If you are in charge of a government that wants to do something either hideously unpopular or which is seen as cruel by a great deal of the population, what do you do if you intend to do it anyway? If you are going to do something which is going to cause pain, like remove someone's kidney without their permission, then maybe you can hit their thumb with a hammer. That way, while they're worried about their thumb, they might not notice that their kidney is gone.
Within the same week that German Chancellor Angela Merkel was announcing that Germany would take up to 800,000 refugees, the Abbott Government in Australia was in damage control after the Australian Border Force had announced that under Operation Fortitude, it would stop people on the streets of Melbourne and demand to see their visa papers and or passports. The announcement was made early in the morning and by mid-afternoon, there were so many protestors at Melbourne's Flinders Street railway station that the operation was cancelled. Never before have we seen an agency backpedal so furiously that they'd burnt out the tyres on their bicycle in less than one day. Of course the Immigration Minister Peter Dutton was nowhere to be found as he was mysteriously 'sick' and the Prime Minister Tony Abbott tried to lay out the excuse that it was just a badly worded press release even though the intent was absolutely obvious.
How did we get here?
The problem that the Abbott Government has at the moment is that they are at least six months away at the earliest from an election and that at the bare minimum they will have to do some governing in the interim. Usually that wouldn't be an issue but they've come to the point in the election cycle where governments start to get judged for their actions and they've realised that the electorate has memories.
The first six months for a government are usually the best because they can do the big ticket items and sound the fanfare of how wonderful they are. Every new government will also get a chance to crow about fixing the mistakes of the previous government and then there are those symbolic gestures which cost practically nothing but look as if they are fulfilling promises.
In 2013 the Abbott Government was elected on a visible platform of 'not being Labor' and of Tony Abbott 'not being Kevin Rudd or Julia Gillard', as well as the three word slogan to 'stop the boats'. Unfortunately in 'not being Kevin Rudd or Julia Gillard', Tony Abbott has been Tony Abbott, which is fine if you happen to be the Leader of the Opposition but isn't exactly the most positive of policies if you are the Prime Minister. The policy of stopping the boats whilst it has worked, has come at the price of looking extremely cruel. When you start shipping refugees off to nations with populations which are smaller than a concert hall, or when there are reports of refugees sewing their lips together in protest of being stuck somewhere for years with no obvious plan to be moved, or when you start towing boats back into open seas, it all just comes across as being a bit extreme. Then if the same government department which is in control of enacting those policies, suddenly announces a domestic policy which resembles that of a police state, the population then starts to get very worried.
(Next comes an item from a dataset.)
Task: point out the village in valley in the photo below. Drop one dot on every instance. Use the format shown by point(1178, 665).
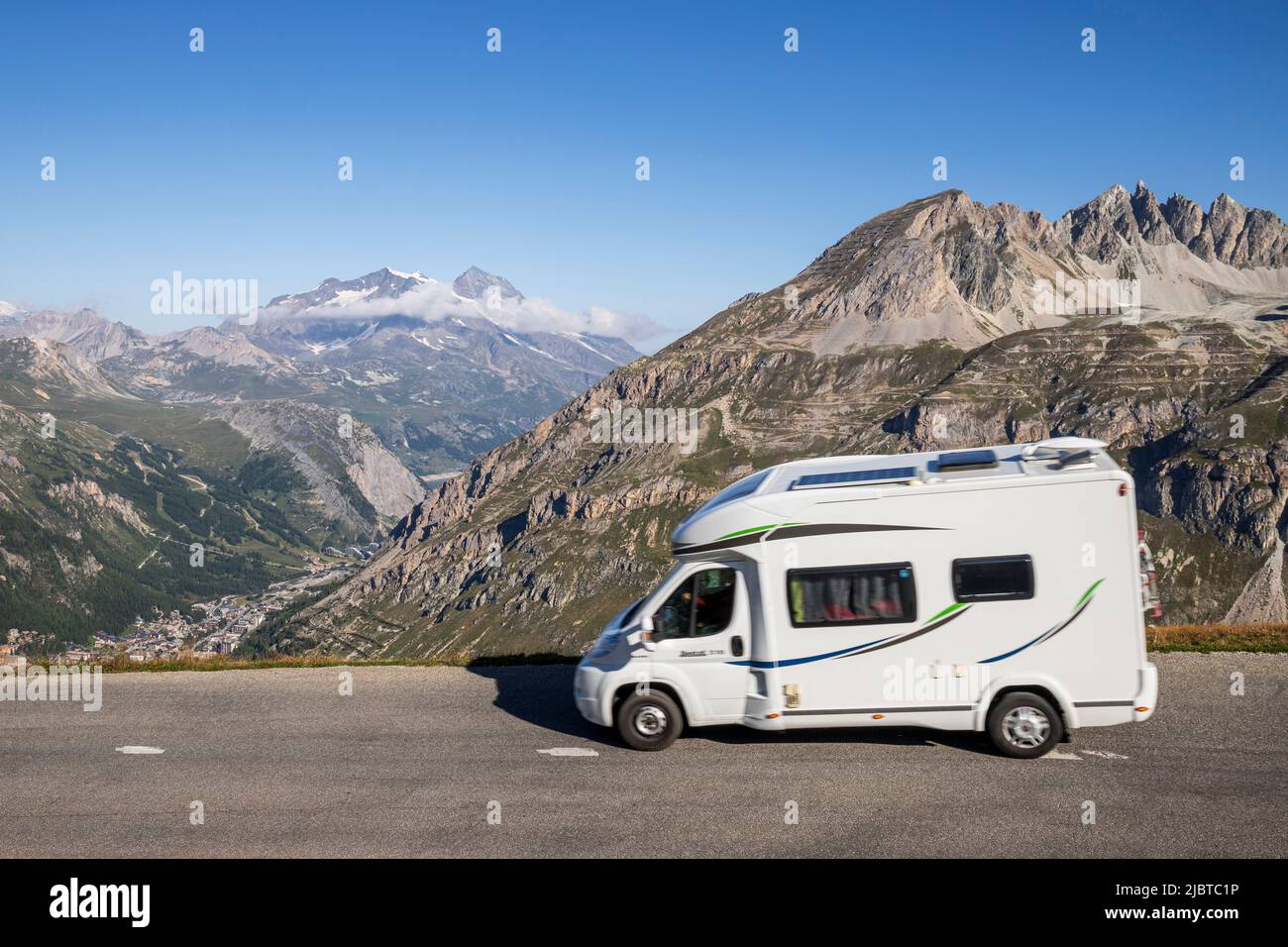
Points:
point(213, 628)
Governments generally turn to a 'get tough on crime' policy footing before an election because it usually involves the loudest and most visible set of announcements for the least amount of effort. Border Force was one such announcement because it took an existing set of workers, clad them in shiny new uniforms and then employed them to do roughly the same thing. Now I would argue that having a paramilitary presence on the streets of the CBD of a major city is all kinds of crazy bonkers but I'm not entirely sure if it was sinister of itself. This smacks to me of a government which has thought to itself 'we need to be seen to be doing something; this is a thing; therefore we need to be seen doing this'. Yes it is crazy bonkers but arguably it has done its job because it is visible and for the least amount of effort.
If you look at a lot of policy which was supposedly been tossed about in the last week such as starting a debate about the republic, they were ostensibly about making noise without doing anything. Even talk about Joe Hockey supposedly being cautious about his job as Treasurer, I think was mainly about making a noise to distract from the previous noise generated by the Border Force farce; for the least amount of effort. Leadership speculation can generate lots of column inches in newspapers and mindless chatter on radio and television, without having to do anything of real value.
When it comes to serious policy such as altering the GST and Income Tax rates, by making as much noise as they possibly could, the Abbott Government has created a very nice diversion. For a couple of days the Australian electorate was too busy watching the shiny thing to notice anything else; I wonder what sort of deals were made in the background.